From his own gut-churning guilt came Westley’s realisation there must be thousands of parents across Australia and millions worldwide that must have the same issue, and his startup was born.
It took Westley over a year to get CareMonkey, a system sharing parent-managed care plans and permission slips with teachers and carers, to market. They launched in November last year.
“My biggest mistake so far was not bringing on a technical co-founder early enough,” says Westley. “I started my career as a programmer but my skills were old and my strengths are elsewhere now.”
Westley found his co-founder Martin Howell via a co-founder speed dating event. He didn’t go to the event, instead exploring the profiles of all the candidates and reached out to Howell.
Howell not only had recent Ruby on Rails coding experience, but also had built a groups management system, the critical component in CareMonkey’s commercial model, which is free for parents to use. Schools, clubs and businesses pay an annual subscription.

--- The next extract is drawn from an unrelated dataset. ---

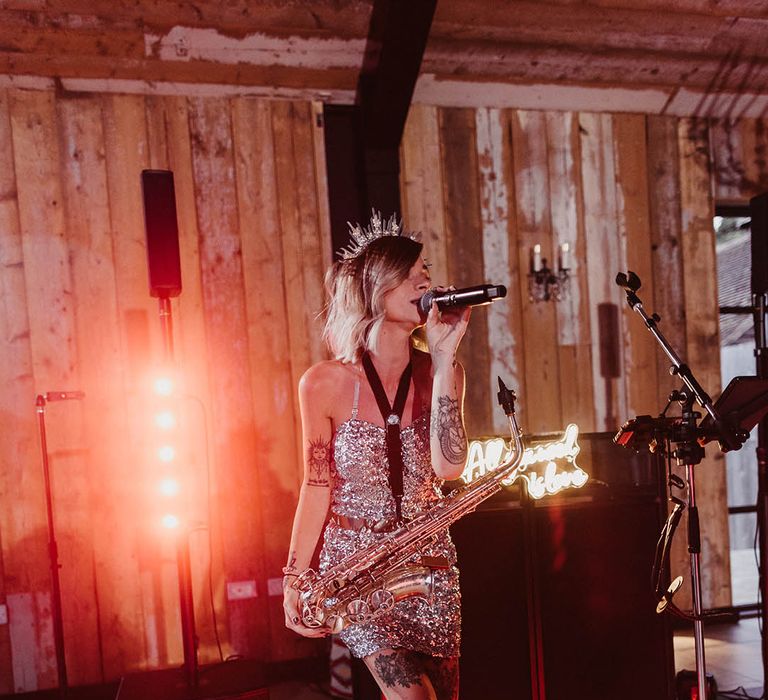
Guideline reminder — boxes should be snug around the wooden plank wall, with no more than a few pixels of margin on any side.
[0,90,331,693]
[401,105,768,606]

“It’s hard to work out how much equity each person gets. It was my idea and I’d been on it for over a year, but Martin brought the groups management software to the table. We didn’t pull out spreadsheets, we’d both been working on a project for a year and we merged them and became co-founders.”
The team now includes four developers including Howell, and five salespeople including Westley, whose wife also helps with the startup.
Despite only being in the market for four months (including two of school holidays), CareMonkey is now being used in 40 schools.
Westley plans to be in hundreds of Australian schools by the end of this year and they’ve just started exploring the United States as their next market.